In [3]:
import pandas as pd
from sklearn.linear_model import LinearRegression
from sklearn.model_selection import train_test_split
from sklearn.preprocessing import StandardScaler
from sklearn.feature_selection import SelectKBest, f_regression
from sklearn.metrics import mean_squared_error, r2_score

# Read the dataset
data = pd.read_csv("./Data/PricePredictionData.csv", names=["HostelName", "No_of_Bed", "Ac", "Laundry", "FoodType", "Rating", "Security", "price"])

# Feature engineering
data['Bed_to_Price_Ratio'] = data['No_of_Bed'] / data['price']
data = pd.get_dummies(data, columns=['FoodType'])

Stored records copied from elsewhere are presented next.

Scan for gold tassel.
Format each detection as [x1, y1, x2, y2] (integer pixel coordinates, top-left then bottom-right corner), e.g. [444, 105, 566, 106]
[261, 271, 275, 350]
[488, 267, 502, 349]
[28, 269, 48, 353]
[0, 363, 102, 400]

# Prepare the features and target variable
X = data.drop(['HostelName', 'price'], axis=1)
y = data['price']

# Split the data into train and test sets
X_train, X_test, y_train, y_test = train_test_split(X, y, test_size=0.1, random_state=10)

# Feature scaling
scaler = StandardScaler()
X_train_scaled = scaler.fit_transform(X_train)
X_test_scaled = scaler.transform(X_test)

# Feature selection
selector = SelectKBest(f_regression, k=4)  # Select top 4 features
X_train_selected = selector.fit_transform(X_train_scaled, y_train)
X_test_selected = selector.transform(X_test_scaled)

# Create a Linear Regression model
model = LinearRegression()

# Train the model
model.fit(X_train_selected, y_train)
print(model.score(X_test_scaled,y_test))

# Make predictions on the test set
y_pred = model.predict(X_test_selected)

# Evaluate the model
mse = mean_squared_error(y_test, y_pred)
rmse = mse ** 0.5
r2 = r2_score(y_test, y_pred)


print("Mean Squared Error:", mse)
print("Root Mean Squared Error:", rmse)
print("R^2 Score:", r2)


ValueError: X has 8 features, but LinearRegression is expecting 4 features as input.